I looked into this issue. I found a few things:
The HDFS socket cache is too small by default and times out too quickly. Its default size is 16, but HBase seems to be opening many more connections to the DN than that. In this situation, sockets must inevitably be opened and then discarded, leading to sockets in CLOSE_WAIT.
When you use positional read (aka pread), we grab a socket from the cache, read from it, and then immediately put it back. When you seek and then call read, we don't put the socket back at the end. The assumption behind the normal read method is that you are probably going to call read again, so it holds on to the socket until something else comes up (such as closing the stream). In many scenarios, this can lead to seek+read generating more sockets in CLOSE_WAIT than pread.
I don't think we want to alter this HDFS behavior, since it's helpful in the case that you're reading through the entire file from start to finish-- which many HDFS clients do. It allows us to make certain optimizations such as reading a few kilobytes at a time, even if the user only asks for a few bytes at a time.

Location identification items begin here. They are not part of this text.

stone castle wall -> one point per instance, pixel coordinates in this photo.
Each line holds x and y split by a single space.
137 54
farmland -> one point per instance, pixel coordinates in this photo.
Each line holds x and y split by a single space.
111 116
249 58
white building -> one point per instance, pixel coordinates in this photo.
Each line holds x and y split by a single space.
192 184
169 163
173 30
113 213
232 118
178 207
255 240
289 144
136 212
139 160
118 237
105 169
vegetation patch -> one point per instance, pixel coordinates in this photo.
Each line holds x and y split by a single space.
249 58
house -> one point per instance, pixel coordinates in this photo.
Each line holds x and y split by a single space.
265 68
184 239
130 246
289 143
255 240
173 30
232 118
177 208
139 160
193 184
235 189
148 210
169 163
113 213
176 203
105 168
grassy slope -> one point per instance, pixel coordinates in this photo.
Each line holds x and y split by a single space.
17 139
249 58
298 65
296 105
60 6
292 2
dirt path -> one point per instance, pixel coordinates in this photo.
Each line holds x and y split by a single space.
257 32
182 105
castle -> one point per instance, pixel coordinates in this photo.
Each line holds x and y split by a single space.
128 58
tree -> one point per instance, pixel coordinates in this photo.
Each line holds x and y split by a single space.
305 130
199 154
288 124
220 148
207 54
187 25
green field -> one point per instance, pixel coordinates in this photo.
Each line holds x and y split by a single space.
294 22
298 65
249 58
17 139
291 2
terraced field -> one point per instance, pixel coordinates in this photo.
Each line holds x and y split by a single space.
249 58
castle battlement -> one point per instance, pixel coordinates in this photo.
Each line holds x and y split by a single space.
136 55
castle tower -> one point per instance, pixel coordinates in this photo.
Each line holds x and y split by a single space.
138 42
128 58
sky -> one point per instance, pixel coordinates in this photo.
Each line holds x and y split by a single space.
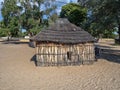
60 3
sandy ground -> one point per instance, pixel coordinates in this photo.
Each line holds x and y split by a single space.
18 72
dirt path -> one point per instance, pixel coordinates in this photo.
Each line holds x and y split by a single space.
18 72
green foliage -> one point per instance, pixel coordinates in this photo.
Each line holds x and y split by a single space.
104 17
74 12
25 16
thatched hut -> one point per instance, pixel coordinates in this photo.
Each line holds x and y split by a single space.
64 44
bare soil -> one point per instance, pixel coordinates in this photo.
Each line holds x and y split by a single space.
18 71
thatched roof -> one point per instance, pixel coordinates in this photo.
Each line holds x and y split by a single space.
64 32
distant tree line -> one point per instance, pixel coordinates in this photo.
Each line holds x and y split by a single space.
25 14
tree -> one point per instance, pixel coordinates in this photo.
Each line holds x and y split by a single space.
25 14
74 12
103 16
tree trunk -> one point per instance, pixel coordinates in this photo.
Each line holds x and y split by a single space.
117 41
119 32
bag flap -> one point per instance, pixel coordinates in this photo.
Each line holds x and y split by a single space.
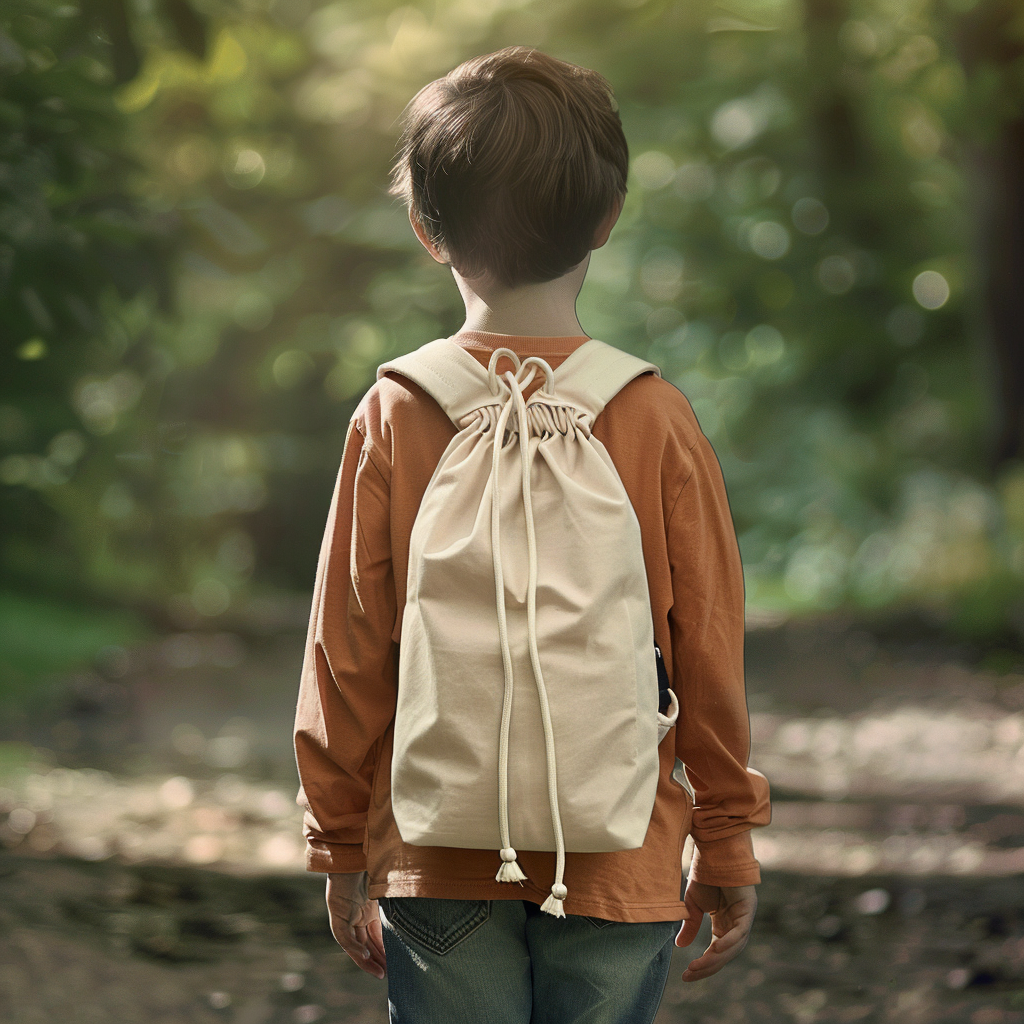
588 378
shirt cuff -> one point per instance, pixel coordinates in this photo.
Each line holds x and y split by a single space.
335 858
728 861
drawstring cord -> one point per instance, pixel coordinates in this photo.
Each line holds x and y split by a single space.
510 869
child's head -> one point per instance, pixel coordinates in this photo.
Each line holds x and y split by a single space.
510 163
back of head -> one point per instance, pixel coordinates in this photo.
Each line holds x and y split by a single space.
511 162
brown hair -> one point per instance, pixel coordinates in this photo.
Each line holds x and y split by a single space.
510 163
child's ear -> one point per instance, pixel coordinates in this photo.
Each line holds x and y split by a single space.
604 228
424 239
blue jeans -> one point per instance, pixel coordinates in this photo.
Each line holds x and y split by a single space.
504 962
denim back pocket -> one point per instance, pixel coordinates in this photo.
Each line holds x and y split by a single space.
437 924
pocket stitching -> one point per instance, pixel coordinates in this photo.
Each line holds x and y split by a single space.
435 943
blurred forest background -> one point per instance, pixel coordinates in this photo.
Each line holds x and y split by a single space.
200 270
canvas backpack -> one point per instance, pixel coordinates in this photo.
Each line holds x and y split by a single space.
527 708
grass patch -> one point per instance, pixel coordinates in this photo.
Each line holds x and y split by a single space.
40 638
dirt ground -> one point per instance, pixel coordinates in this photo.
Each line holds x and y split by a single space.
102 942
172 891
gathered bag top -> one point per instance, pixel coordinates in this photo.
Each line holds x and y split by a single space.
527 712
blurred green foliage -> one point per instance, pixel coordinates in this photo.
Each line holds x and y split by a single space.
73 635
201 270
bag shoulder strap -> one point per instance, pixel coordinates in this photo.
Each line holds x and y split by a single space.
588 379
595 373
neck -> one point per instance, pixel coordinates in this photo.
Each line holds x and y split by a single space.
546 309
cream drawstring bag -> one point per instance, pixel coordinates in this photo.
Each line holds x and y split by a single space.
527 705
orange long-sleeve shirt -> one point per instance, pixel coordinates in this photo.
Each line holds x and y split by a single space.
344 723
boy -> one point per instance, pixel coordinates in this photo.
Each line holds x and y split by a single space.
514 168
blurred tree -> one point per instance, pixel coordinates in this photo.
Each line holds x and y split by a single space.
989 37
795 251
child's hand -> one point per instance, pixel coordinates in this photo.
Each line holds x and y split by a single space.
731 909
355 922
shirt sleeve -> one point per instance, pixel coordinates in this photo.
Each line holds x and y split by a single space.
347 688
707 636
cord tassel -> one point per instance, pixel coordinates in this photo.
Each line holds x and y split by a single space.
553 904
510 869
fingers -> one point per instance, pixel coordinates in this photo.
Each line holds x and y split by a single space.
722 949
690 928
356 940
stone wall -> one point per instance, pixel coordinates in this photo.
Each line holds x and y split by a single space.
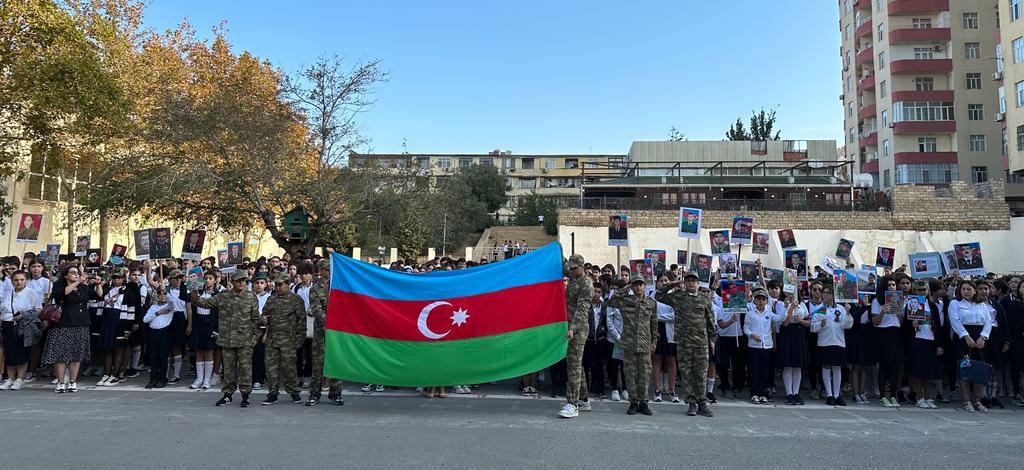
960 207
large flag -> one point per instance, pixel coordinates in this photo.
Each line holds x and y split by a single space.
479 325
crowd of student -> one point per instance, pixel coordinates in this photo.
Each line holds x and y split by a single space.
123 319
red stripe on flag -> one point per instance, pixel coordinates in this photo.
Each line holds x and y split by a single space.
486 314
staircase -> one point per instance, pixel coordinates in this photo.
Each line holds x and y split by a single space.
535 237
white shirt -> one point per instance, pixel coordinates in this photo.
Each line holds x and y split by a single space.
833 333
159 322
967 312
13 302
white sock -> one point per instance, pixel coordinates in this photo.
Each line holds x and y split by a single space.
826 379
136 352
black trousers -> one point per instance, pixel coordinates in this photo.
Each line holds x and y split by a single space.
731 361
159 342
304 358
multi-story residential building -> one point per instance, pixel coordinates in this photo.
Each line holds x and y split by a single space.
550 175
920 102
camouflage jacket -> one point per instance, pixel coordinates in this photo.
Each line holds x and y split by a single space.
318 294
286 321
579 293
239 316
639 321
695 325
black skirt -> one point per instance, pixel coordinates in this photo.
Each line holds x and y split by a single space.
924 364
793 351
202 337
14 352
890 346
832 356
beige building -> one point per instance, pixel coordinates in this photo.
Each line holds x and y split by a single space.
920 101
550 175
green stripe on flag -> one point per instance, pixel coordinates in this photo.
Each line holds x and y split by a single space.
416 364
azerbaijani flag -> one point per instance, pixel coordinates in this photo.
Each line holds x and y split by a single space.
489 323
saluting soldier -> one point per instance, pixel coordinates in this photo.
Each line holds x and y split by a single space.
695 335
285 315
639 337
238 334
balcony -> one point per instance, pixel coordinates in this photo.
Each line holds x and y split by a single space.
930 95
870 167
866 112
910 35
922 66
863 30
924 127
866 55
909 7
905 158
866 83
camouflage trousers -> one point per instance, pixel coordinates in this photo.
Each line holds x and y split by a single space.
238 370
636 366
693 371
576 384
281 360
316 380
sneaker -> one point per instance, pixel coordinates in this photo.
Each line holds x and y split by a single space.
568 411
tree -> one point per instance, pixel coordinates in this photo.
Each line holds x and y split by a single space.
762 126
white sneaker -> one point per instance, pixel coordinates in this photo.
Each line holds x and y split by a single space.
568 411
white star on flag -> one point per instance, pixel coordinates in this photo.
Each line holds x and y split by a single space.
459 316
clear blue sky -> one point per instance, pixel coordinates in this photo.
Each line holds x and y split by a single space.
555 76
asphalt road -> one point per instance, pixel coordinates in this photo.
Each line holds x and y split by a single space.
124 427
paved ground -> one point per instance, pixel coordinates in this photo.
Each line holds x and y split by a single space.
175 428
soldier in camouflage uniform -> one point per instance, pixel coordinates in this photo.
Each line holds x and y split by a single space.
318 294
695 335
239 329
286 318
639 337
579 294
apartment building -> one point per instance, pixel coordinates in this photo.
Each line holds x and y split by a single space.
921 91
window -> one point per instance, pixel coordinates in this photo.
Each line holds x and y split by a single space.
979 174
923 52
922 24
976 143
970 20
972 50
923 111
974 81
975 112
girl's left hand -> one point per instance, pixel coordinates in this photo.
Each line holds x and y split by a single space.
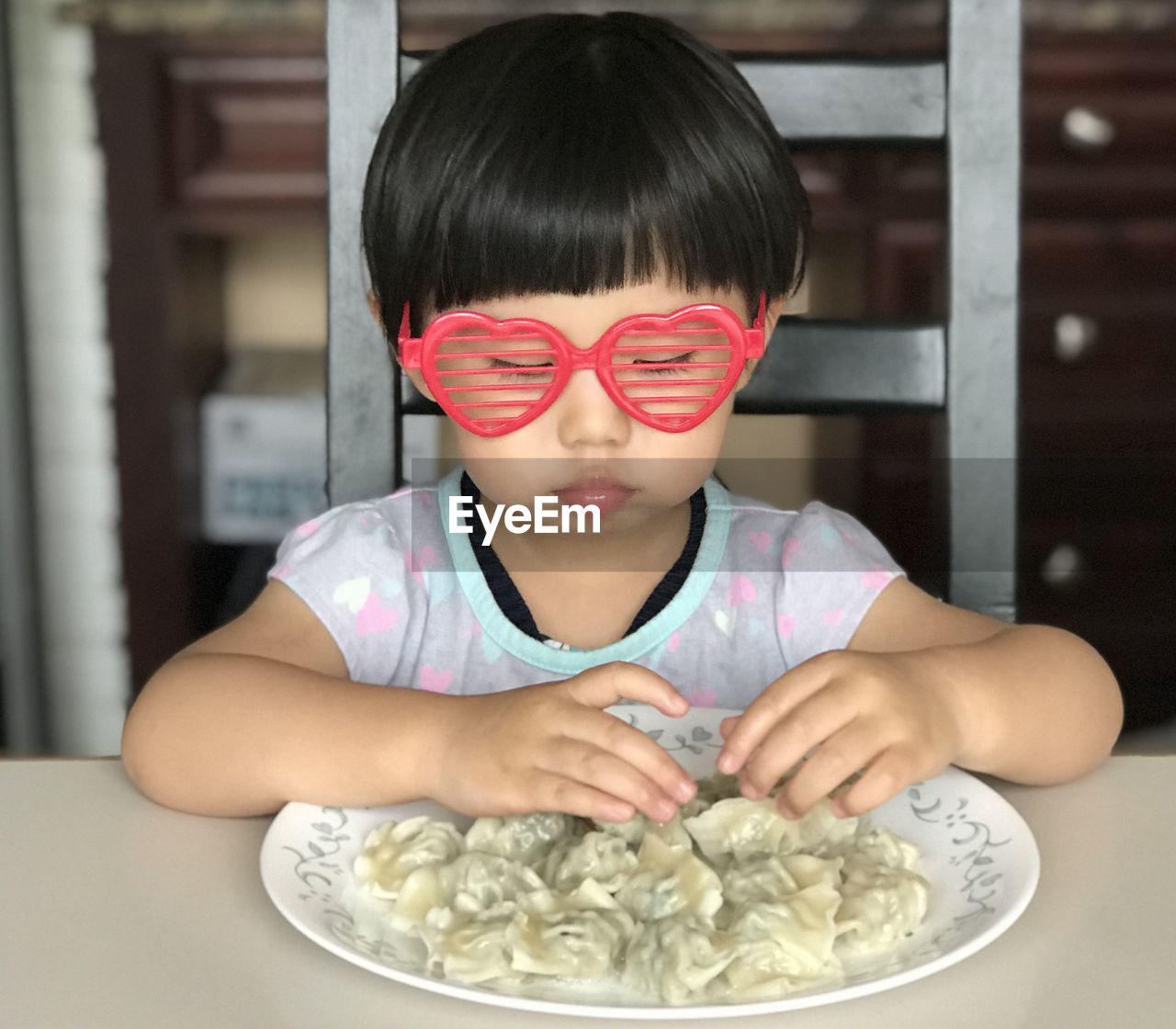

These optimizations are unavailable with pread because it creates a new BlockReader each time.
So as far as recommendations for HBase go:
- use short-circuit reads whenever possible, since in many cases you can avoid needing a socket at all and just reuse the same file descriptor
- set the socket cache to a bigger size and adjust the timeouts to be longer (I may explore changing the defaults in HDFS...)
- if you are going to keep files open for a while and random read, use pread, never seek+read.